[KEP-4680] Add configurable health check timeout to DeviceHealth gRPC message

ArangoGutierrez · ArangoGutierrez · commit 8279c4388fb0 · 2025-08-14T10:36:29.000+02:00
- Added health_check_timeout_seconds field to DeviceHealth message
- Updated documentation to reflect that timeout is now configurable per device
- Changed Beta graduation criteria from 'implement' to 'verify' since feature is now included in initial design
- Addresses PR feedback about DRA API for timeout configuration

Signed-off-by: Carlos Eduardo Arango Gutierrez &lt;eduardoa@nvidia.com&gt;
diff --git a/keps/sig-node/4680-add-resource-health-to-pod-status/README.md b/keps/sig-node/4680-add-resource-health-to-pod-status/README.md
@@ -259,12 +259,13 @@ We may consider this as a future improvement.
 
 ### Notes/Constraints/Caveats (Optional)
 
-<!--
-What are the caveats to the proposal?
-What are some important details that didn't come across above?

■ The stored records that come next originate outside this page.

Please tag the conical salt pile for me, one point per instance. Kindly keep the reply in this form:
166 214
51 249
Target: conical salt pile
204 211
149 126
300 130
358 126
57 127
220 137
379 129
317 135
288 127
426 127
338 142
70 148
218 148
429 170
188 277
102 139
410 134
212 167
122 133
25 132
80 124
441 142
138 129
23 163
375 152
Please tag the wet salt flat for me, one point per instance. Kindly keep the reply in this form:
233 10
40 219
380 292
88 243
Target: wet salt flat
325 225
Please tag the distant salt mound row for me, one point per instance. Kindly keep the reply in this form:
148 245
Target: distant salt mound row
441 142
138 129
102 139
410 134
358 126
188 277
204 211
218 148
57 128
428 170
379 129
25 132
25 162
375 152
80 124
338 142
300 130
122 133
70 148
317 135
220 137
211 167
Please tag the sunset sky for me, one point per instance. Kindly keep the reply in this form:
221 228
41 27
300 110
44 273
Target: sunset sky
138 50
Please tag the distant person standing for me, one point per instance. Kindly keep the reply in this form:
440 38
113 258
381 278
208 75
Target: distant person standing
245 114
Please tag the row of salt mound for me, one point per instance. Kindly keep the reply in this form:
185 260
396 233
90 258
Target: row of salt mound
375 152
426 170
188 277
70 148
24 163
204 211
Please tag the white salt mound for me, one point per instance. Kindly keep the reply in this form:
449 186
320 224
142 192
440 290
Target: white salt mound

-Go in to as much detail as necessary here.
-This might be a good place to talk about core concepts and how they relate.
--->
+- **DRA Device Health Timeout Configuration:** The timeout for marking a DRA device's health as "Unknown" 
+  when no updates are received can be configured per device through the `health_check_timeout_seconds` field
+  in the `DeviceHealth` message. This allows different hardware types (e.g., GPUs, FPGAs, TPUs, storage devices)
+  to specify appropriate timeout values based on their health-reporting characteristics. If not specified,
+  Kubelet will use a default timeout of 30 seconds. This addresses 
+  [Issue #133118](https://github.com/kubernetes/kubernetes/issues/133118) and the discussion in 
+  [PR #130606](https://github.com/kubernetes/kubernetes/pull/130606/files#r2221829511).
 
 ### Risks and Mitigations
 
@@ -310,6 +311,13 @@ optional, proactive health reporting mechanism from DRA plugins.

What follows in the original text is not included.